Villa didn't actually offer the manager's position to Solskjaer, and where he was in the order of preference in the minds of Lerner and Faulkner is not known. He may have been first choice, ahead of Paul Lambert, or he may have been Villa's Plan B, an option had a deal not been struck with Norwich for Lambert's release. Or he may have been further down the list than that.

What is fair to assume is that Villa weren't an attractive enough proposition for Solskjaer to take discussions a stage further. In 2014, after further championship success with Molde and heading towards the final months of his contract, he's seen something in Cardiff to tempt him to the Premier League. It may be that, 18 months down the line, he feels more equipped to take the step up. It may be that the reported generous transfer budget available this month was the clincher, even if Solskjaer will now be working for an owner with a very different profile and reputation than Lerner.

Solskjaer's arrival at Cardiff gives Villa supporters a direct comparison to Lambert, the manager Lerner and Faulkner did appoint, and at a time when the focus on the Scot is at its fiercest. Lambert has presided over a revolution at Villa in terms of squad personnel, but not in style of play, with performances this season too often ragged and patchy.

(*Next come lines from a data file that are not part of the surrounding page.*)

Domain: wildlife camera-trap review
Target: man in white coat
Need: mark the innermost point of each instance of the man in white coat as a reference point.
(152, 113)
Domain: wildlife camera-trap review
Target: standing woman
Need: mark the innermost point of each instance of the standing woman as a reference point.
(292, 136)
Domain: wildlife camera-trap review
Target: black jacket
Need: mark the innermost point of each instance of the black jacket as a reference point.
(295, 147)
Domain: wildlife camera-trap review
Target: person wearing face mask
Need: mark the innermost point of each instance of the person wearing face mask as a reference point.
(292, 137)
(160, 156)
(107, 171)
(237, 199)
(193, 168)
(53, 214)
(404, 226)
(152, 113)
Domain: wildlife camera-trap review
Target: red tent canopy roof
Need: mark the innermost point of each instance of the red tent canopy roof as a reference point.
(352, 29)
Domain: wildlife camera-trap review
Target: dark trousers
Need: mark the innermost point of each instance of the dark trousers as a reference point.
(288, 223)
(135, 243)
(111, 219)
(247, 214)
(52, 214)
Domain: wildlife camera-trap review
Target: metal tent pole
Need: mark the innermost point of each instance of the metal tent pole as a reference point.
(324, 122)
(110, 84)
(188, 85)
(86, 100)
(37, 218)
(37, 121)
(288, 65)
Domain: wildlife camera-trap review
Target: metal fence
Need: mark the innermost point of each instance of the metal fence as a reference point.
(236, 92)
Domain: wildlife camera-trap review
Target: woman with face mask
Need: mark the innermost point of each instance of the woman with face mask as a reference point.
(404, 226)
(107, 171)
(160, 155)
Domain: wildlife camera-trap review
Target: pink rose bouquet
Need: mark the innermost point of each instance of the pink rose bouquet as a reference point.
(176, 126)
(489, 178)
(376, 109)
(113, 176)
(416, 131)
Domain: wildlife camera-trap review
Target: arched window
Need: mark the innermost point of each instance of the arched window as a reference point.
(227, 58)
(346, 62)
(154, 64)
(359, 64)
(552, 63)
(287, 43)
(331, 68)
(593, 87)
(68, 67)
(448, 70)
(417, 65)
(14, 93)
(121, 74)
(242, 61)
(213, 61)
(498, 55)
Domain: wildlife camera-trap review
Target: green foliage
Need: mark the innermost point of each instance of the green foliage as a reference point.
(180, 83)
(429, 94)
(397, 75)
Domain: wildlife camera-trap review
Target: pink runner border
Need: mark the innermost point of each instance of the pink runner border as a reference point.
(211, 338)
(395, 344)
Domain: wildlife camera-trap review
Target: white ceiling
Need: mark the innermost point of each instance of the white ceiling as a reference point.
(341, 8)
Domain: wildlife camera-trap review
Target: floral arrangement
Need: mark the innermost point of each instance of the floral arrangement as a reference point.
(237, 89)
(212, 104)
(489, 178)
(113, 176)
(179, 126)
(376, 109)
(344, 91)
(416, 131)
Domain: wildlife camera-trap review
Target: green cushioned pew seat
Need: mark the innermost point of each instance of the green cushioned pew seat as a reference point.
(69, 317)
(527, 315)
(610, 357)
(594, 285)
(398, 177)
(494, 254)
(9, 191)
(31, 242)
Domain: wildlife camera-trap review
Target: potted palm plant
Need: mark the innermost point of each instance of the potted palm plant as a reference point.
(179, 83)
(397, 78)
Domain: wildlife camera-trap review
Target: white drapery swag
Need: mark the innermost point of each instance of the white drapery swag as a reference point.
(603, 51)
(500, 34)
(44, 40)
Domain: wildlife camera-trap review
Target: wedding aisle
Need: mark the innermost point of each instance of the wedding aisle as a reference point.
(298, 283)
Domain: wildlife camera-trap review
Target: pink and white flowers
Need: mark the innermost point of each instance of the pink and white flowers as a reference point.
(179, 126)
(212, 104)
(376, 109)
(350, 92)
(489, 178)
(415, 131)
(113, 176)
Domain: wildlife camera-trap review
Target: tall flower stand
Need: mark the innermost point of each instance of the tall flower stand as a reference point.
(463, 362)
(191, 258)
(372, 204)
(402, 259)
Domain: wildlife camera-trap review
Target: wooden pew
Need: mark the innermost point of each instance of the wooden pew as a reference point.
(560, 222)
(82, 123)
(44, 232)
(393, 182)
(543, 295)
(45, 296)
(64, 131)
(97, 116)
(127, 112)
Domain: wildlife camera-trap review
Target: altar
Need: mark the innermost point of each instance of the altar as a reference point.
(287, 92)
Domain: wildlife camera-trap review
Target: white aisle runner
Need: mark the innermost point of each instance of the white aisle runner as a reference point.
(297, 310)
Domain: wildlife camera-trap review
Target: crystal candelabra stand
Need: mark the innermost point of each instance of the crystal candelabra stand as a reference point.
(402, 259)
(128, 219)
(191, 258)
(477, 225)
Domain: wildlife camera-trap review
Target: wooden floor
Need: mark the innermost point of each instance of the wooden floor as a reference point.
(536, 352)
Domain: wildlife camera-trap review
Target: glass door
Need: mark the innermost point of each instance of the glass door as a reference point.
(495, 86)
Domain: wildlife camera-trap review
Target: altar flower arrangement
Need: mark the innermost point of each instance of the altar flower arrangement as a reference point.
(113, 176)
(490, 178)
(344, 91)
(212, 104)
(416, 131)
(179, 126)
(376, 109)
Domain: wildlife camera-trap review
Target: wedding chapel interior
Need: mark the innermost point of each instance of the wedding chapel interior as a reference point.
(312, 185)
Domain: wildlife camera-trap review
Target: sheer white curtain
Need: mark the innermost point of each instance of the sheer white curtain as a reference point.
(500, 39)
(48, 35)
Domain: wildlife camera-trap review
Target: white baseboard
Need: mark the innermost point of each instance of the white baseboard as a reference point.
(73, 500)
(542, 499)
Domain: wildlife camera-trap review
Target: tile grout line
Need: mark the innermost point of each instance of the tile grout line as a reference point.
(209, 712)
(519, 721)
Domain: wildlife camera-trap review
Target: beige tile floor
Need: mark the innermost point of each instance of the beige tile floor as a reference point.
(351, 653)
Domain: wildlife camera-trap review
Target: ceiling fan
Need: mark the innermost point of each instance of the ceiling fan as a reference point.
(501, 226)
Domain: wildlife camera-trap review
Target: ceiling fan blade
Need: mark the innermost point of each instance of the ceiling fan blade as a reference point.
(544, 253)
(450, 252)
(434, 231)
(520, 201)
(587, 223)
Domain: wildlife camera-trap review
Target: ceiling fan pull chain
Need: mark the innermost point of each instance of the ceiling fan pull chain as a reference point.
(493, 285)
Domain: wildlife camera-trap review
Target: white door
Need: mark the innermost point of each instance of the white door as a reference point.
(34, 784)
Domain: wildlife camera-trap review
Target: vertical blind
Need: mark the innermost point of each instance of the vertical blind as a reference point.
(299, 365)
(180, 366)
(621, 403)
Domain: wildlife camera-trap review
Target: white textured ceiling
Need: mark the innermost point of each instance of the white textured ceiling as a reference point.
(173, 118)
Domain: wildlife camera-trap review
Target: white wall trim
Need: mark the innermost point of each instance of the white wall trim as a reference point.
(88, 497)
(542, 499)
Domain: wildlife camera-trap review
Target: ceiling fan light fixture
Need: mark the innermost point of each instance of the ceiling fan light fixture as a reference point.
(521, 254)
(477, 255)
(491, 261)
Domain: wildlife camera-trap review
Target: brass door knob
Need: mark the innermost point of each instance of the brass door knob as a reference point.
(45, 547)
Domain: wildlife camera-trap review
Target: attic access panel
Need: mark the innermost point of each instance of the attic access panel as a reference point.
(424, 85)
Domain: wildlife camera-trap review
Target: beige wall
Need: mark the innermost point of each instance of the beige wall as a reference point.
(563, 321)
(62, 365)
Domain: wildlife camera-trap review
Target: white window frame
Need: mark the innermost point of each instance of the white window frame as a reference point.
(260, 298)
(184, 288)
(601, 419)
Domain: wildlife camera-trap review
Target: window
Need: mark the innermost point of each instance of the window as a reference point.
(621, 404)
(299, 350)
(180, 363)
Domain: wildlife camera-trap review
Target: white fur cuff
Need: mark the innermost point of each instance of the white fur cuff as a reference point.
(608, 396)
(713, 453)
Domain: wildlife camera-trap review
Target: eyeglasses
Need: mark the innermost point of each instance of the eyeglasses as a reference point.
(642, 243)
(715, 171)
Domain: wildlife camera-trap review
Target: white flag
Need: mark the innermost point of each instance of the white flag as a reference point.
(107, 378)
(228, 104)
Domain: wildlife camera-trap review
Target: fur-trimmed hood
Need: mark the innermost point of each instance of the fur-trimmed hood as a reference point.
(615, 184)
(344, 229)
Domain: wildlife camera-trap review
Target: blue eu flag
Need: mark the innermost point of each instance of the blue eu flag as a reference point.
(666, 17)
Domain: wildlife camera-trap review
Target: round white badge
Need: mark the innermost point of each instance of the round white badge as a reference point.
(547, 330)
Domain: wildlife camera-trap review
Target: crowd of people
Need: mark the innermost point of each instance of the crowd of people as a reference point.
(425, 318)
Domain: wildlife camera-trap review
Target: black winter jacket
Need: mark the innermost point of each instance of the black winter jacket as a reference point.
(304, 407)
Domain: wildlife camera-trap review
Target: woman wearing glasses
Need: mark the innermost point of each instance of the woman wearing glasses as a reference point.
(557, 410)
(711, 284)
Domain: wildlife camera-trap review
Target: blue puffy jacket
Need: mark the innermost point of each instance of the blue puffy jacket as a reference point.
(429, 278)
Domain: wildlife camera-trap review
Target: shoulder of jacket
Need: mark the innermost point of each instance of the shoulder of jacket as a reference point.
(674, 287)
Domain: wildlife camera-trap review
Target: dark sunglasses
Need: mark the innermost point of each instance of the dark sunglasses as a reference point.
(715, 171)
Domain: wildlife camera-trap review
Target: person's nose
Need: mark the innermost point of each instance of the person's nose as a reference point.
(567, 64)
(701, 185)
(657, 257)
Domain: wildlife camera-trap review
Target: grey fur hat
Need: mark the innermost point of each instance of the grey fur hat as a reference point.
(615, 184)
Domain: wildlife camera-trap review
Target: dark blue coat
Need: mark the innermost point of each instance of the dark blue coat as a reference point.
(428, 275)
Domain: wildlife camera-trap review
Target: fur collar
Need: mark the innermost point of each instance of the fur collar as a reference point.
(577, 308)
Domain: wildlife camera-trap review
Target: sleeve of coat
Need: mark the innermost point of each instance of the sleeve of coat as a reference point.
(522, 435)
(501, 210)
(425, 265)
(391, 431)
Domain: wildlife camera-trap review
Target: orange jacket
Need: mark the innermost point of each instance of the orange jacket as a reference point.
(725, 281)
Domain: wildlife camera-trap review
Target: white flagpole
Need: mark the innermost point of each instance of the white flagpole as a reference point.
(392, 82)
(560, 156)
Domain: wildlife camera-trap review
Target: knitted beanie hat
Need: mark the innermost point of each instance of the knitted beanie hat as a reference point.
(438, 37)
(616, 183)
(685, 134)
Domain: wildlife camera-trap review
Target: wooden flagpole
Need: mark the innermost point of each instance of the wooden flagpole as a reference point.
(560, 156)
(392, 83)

On Saturday in the FA Cup, Solskjaer recorded his first win as Cardiff boss, his new side beating Newcastle 2-1. Both goalscorers were substitutes Solskjaer had introduced, while at Villa Park, Lambert's second-half change led to a Villa goal, with Nicklas Helenius replacing Aleksandar Tonev and equalising against Sheffield United. While that was merely the pre-cursor to the League One visitors scoring a late winner, Solskjaer's scorers secured a first Cardiff win at St James' Park since 1963.

That was the ideal start for Solskjaer, but the coming weeks bring a challenge of a different nature with the transfer window now open. Like Lambert, the early indications are that the Norwegian will go with what he knows. While the Villa manager recruited widely from the lower leagues -- he cut his managerial teeth outside the Premier League -- Solskjaer will source from his homeland.

He's expected to finalise deals for Norway midfielders Magnus Wolff Eikrem and Mats Moller Daehli (Daehli is at Molde) shortly, and the duo won't be the last arrivals. 'His' Cardiff team will take shape in the final third of the season, and Solskjaer's influence, his philosophy, and tactical understanding will develop.

Villa have a five-point lead over the Bluebirds, sitting in 11th position compared to the Welsh club's current 17th place, but that numerical advantage won't prevent many claret and blue fans monitoring Solskjaer's work and wondering what might have been.

Unfairly or not, by some Lambert is always judged against Roberto Martinez, who Villa approached to succeed Gerard Houllier in the summer of 2011. Martinez had already pledged his future to Wigan before Villa's request to speak to him, and the Spaniard, having gone on to win the FA Cup with the Latics, is enjoying an impressive season with Everton.

His record at Goodison Park is a constant reminder to Villa, again, of what the club potentially missed out on. Martinez walked into a very different environment at Everton than the one which awaited Lambert at Villa -- a strong, settled and talented squad left by David Moyes, rather than a rebuilding job on a budget.

But the slight adjustments he has made to Everton's style, introducing a more possession-based game and encouraging attacking freedom, together with some shrewd additions -- the impacts of loanees Romelu Lukaku and Gareth Barry have masked the lack of contributions from Arouna Kone and Antolin Alcaraz -- have re-invigorated the team and made a top-four finish a possibility.

There is a positivity not only about Martinez's team but the manager's demeanour: polished, sharp, charming and confident, which is at odds with Lambert's struggling Villa and his own dour public image.

It makes Everton, and Martinez, the envy of many a suffering Villa fan. For their sakes, it is to be hoped they do not feel the same about Cardiff and Solskjaer in six months' time.